# Electronic – Bypass capacitor vs low-pass filter

filterlow pass

i'm trying to get my head round two intermingling factors relating primarily to an rc low pass filter and bypass capacitors for providing a low impedance path for high frequency AC signals, essentially filtering them out.

I was initially confused by the need of a resistor within an RC filter. But the following picture explains how the input port matches the output port. (Actually taken from another stackexchange question) But then looking at bypass capacitors: I understand these can provide voltage if it dips, but i have not found a reasonable explanation as to why an rc filter requires the resistor but a bypass capacitor can take out high frequency signals without one? Essentially filtering, low pass filtering?

All filters are voltage dividers, with Zin and Zshunt. Sometimes the Zin is hidden, or just part of the wiring. In an RC LowPass, we have the R*C timeconstant; invert that to find radians/second at the 0.707 halfpower point (also the -3dB, 45 degree phaseshift point); divide that by 2*pi and you have frequency in Hertz.

Thus the RC filter gives predictable corner frequency; 1MegOhm and 1uF is 1second tau, 1 radian/second frequency, and 0.16 cycle-per-second (Hertz).

Another valuable feature of RC filters is the built-in dampening. Our circuits always have inductance; my default rule-of-thumb is 1nanoHenry/millimeter for wire or skinny PCB trace over air. If wire scotch-taped atop a metal sheet, or PCB trace over GND/VDD plane, I use 100 picoHenry/millimeter.
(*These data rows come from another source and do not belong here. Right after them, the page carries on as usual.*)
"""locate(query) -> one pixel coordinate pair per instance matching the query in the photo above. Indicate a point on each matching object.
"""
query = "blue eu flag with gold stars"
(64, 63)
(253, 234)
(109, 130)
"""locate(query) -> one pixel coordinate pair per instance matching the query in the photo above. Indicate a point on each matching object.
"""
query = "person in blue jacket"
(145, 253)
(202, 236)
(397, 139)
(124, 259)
Our capacitors always have some inductance; any non-zero length of circuit has some inductance; hence every capacitor has the L+C to ring; we should think about dampening that ringing, with resistive losses R = sqrt(L/C).
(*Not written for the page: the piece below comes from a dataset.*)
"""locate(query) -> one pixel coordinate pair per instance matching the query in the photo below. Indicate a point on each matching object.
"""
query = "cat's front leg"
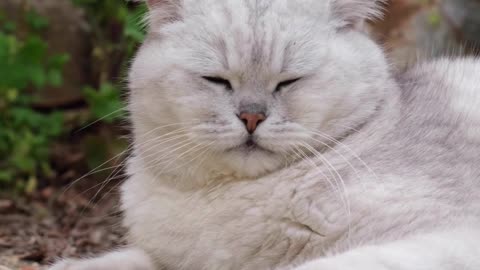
(454, 250)
(127, 259)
We often place two capacitors in parallel for VDD bypassing; we have just formed a PI resonator, with peaks and nulls of filtering. Examine this simulation, with 10 milliVolts (typical ripple levels) into a CLC PI filter; C1 = 100uF; L is PCB inductance of 10nH; C2 = 0.1uF; the source includes 100nH (4" wiring) and 1milliOhm. The rightmost 3 stages show the ideal C_L_C, and are de-selected from the simulation; right after the source are the CLC used in the simulation, checked to be active. Note the horrific peaks and nulls in the bottom plot of frequency response.

How can we have such peaks and nulls? Because all resistors (in source, in each cap of value 100uF and 0.1uF, and in the top middle PCB inductance) are only 0.001 Ohm.

What does the peaking do? We have 23dB peaking at 50KHz, or 140 milliVolts of ringing. We have 26dB peaking at 3MHz, or 200 milliVolts of ringing. Unfortunately, 3MHz is near SwitchReg clocking and ringing frequencies. Lets increase the resistors (in 10mV voltage source; in cap#1 100uF, in top middle PCB inductance, in cap#2) to 10 milliohm. Here is our BODE: We STILL have no filtering at 3MHz. What to do? We need to dampen that 3MHz peak. Lets increase the top middle Resistance from 0.010 to 0.100 ohms; Some attenuation (-10dB, or 0.316X). Can we improve this? Lets compute!

Using sqrt(L/C) as sqrt( (10+10+10nH) / 100nF) = sqrt(30/100) = sqrt(0.3) = 0.55 ohm, we increase top middle R to 0.55 Ohm: What is the final circuit? simulate this circuit – Schematic created using CircuitLab

But there is more. Lets use many 0.1UF, and place 0.55 ohm in series with some. Thus the final final circuit has NO series R in VDD line, preserving VDD headroom, but does dampen. simulate this circuit

Notice we've done nothing to improve the low frequency filtering: 60Hz, 120hz. (1) Large R and C are needed, using up the headroom of VDD and making OpAmp VDD vary as the load current varies. (2) LDOs help with 60/120 but add their own ThermalNoise (some inject a millivolt of random noise between DC and 100KHz; others inject just a microvolt but have high Iddq; LDOs also fail at high frequencies because the PSRR(1MHz) is near 0dB just like many OpAmps. (3) Use inductors, large inductors, in the VDD path. Instead of the 100nanoHenry, use 100milliHenry.

Another way to provide dampening brings Ferrite Beads into the schematic; these require low or moderate current levels to remain effective; at 3MHz or 30MHz, consider a bead. Examine the loss-level (the "resistance") and test in with your capacitor(s) of choice. Watch out for temperature effects. (This is why I suggest Resistors for dampening.)

Summary: for high-precision and high-SNR measurements, you must also design the VDD networks. For high-gain, with multiple OpAmps sharing a supply, you must now design a VDD Tree, to avoid feedback and oscillation or delayed settling.